Tuesday, June 9, 2015

Nine Teams Begin Commercialization Boot Camp, Canvas their Biomedical Business Concepts

On Day 1 of the CIMIT/B-BIC i-Corps Healthcare Commercialization Boot Camp, nine teams of innovators from a selection of the area’s most esteemed academic and medical institutions - including Boston Children's Hospital, Boston University, Brigham & Women's Hospital, Harvard Medical School, Mass General Hospital, MIT and Yale - convened at Boston University to start the process of developing a commercialization roadmap for their projects. They shared their ideas in confidence, received valuable insight and feedback from expert mentors and coaches, and learned more about the commercialization road ahead.

That road, though shaped initially by the promise of each team’s proposed innovation, will change form in response to the pressure testing performed by each team over the course of the seven-week program. With guidance from experienced commercialization experts and a large emphasis on defining target customers and soliciting their feedback, the iterative customer discovery process undertaken by teams will de-risk their concepts and improve their chances of realizing commercial success. While each team will define what success means to them, a common foundation is no doubt shared among the group, as all seek to move their ideas further along the commercialization continuum, eventually producing products that improve patient care.

To kick off this process, the teams took part in preparing their own Business Model Canvas (see video for "Business Model Canvas Explained" below) – a tool now widely used by startups and early-stage projects to record a product’s proposed value, target customers and business models. Framed in this comprehensive, concise package, the teams presented on all key aspects of their business (as they see it today) in just shy of ten minutes.

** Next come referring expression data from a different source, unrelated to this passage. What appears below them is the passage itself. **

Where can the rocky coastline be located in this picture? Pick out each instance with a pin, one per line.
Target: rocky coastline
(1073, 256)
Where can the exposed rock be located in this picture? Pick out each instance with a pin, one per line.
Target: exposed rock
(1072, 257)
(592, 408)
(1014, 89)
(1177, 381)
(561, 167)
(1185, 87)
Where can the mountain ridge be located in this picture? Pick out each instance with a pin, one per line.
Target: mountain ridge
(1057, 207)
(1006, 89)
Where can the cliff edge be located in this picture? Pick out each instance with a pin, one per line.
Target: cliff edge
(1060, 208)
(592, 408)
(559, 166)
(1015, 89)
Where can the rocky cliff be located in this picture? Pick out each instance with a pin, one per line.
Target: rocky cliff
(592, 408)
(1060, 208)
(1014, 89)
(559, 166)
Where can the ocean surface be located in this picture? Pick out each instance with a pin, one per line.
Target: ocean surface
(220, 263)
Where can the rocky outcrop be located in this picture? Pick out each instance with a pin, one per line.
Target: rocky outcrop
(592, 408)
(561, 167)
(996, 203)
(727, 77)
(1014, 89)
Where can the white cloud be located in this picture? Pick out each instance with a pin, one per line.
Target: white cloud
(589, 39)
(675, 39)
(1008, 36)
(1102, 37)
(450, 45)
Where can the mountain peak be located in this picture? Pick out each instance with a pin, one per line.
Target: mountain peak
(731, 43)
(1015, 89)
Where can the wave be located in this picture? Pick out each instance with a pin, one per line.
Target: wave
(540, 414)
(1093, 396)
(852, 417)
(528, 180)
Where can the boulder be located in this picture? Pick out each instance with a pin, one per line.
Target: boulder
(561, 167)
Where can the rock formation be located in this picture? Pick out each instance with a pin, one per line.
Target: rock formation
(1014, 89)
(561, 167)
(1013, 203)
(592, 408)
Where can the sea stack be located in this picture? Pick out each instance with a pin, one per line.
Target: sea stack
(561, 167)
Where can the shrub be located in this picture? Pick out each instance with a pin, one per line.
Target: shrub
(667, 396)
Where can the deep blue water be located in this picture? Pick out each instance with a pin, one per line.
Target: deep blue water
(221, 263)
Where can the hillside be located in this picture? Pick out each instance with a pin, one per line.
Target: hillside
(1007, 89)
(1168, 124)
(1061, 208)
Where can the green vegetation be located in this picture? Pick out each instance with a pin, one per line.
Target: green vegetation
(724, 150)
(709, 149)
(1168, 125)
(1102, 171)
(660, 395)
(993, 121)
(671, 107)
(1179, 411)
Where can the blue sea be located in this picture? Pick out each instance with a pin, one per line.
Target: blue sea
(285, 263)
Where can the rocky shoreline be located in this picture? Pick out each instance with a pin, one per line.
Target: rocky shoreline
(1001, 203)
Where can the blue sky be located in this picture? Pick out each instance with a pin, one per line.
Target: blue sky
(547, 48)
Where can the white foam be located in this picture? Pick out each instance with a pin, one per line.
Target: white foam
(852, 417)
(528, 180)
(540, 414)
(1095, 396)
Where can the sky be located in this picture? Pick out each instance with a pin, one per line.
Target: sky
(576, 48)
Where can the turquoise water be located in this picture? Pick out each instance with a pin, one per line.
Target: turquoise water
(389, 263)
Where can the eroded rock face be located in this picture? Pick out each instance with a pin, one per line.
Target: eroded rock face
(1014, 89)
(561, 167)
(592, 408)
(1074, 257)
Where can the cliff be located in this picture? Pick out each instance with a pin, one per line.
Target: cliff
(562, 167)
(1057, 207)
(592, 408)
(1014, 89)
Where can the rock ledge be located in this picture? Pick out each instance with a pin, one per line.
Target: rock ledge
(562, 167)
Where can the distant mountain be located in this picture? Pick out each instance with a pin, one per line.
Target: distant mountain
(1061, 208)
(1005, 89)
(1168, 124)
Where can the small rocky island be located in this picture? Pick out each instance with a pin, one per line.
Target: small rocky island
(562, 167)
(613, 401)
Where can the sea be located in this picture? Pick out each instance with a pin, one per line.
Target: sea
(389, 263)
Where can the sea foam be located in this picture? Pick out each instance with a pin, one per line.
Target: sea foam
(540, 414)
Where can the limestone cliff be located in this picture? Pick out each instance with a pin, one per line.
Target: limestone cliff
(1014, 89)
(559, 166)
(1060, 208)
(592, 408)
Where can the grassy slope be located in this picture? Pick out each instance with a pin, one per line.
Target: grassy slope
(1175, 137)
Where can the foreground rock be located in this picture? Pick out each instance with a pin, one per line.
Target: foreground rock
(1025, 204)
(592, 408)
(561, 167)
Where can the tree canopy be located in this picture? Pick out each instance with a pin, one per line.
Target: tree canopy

While I’m mindful that much of the work that’s gone into formulating each team’s concept started well before the Boot Camp kick-off, I can’t help but think how the day marked an especially significant point in time for these nascent projects – the time when each team committed wholeheartedly to giving their idea a chance to become something more – to exist outside the lab, and be made available to patients the world over. Regardless of their respective end results, is that not all they could ever ask for?